The effect of elevated temperature on the POC quota can be seen by comparing the POC quota in all of the HT regimes with their paired LT regimes (Figs. 4a, c and f and S4). Across all HT–LT regime pairs, POC quotas did not show significant differences between the HT and LT regimes under HNHP and LL, HNHP and HL, LNHP, and HNLP and LNLP conditions under HL (Tukey post hoc test, all values of p > 0.1) (Fig. 4a, c and f). This demonstrated that increasing the temperature within the test range had no significant effect on the POC quota. The combined effects of increasing pCO2 and the temperature on POC quotas were nutrient dependent. Compared to low-pCO2 and low-temperature conditions (LCLT, Fig. 4a), POC quotas at high-pCO2 and high-temperature conditions (HCHT, Fig. 4d) did not show significant differences in HNHP and LL (p=0.79), in HNHP and HL (p=0.99), and in LNHP and HL (p=0.99) conditions but increased by 52.2 % ± 20.6 % in HNLP and by 45.6 % ± 14.8 % in LNLP conditions under HL (Tukey post hoc test, both p<0.01) (Fig. 4a, d and g; Tables 2 and 4). These data showed that high pCO2 and low phosphate concentrations enhanced POC quotas of E. huxleyi and that their combined effects were partly reduced by a rising temperature.

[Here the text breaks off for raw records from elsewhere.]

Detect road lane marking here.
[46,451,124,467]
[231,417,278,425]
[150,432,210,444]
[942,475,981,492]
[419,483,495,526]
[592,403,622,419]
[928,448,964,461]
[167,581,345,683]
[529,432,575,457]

The effects of nutrient reduction on the POC quota are nutrient specific (Fig. 4). Compared to HNHP and HL conditions, POC quotas in LNHP conditions did not show a significant difference (all values of p > 0.1 in LCLT, HCLT, LCHT and HCHT conditions) (Fig. 4a–d and h; Tables 2 and 4). In LC conditions, POC quotas did not significantly differ between HNHP, HNLP and LNLP conditions (Tukey post hoc test, all values of p > 0.1) (Fig. 4a, c, i and j). In contrast, in HC conditions, they were 43.3 %–78.2 % larger in HNLP or LNLP conditions than in HNHP conditions (all values of p<0.01) (Fig. 4b, d, i and j; Table 2).
3.4 PIC quota
Cellular PIC quotas were significantly larger in the future scenario with high levels of pCO2, temperature and light along with low nutrient concentrations than PIC quotas in the present scenario with low levels of pCO2, temperature and light along with relatively high nutrient concentrations (one-way ANOVA, F=63.6, p<0.01) (Figs. 2c and 5a and d). However, the opposite results were found under the elevated-CO2 treatment alone. The effect of increasing pCO2 on the PIC quota is negative, regardless of the presence of other drivers. By comparing the PIC quota in all of the HC regimes with their paired LC regimes (Figs. 5a, b and e and S4), the effects of elevated pCO2 level are clear, though the extent of reduction in the PIC quota depends on which other stressors are present. Compared to present atmospheric pCO2 levels (LC, Fig. 5a), PIC quotas under ocean acidification (Fig. 5b) are reduced by 31.8 % ± 17.1 % in HNHP and LL, by 34.3 % ± 10.0 % in HNHP and HL, by 25.0 % ± 3.8 % in LNHP, by 22.8 % ± 6.3 % in HNLP, and by 44.6 % ± 0.9 % in LNLP conditions under HL, respectively (Tukey post hoc test, all values of p < 0.05) (Fig. 5a, b and e; Tables 2–4). The extent of reduction in the PIC quota is larger under LNLP conditions.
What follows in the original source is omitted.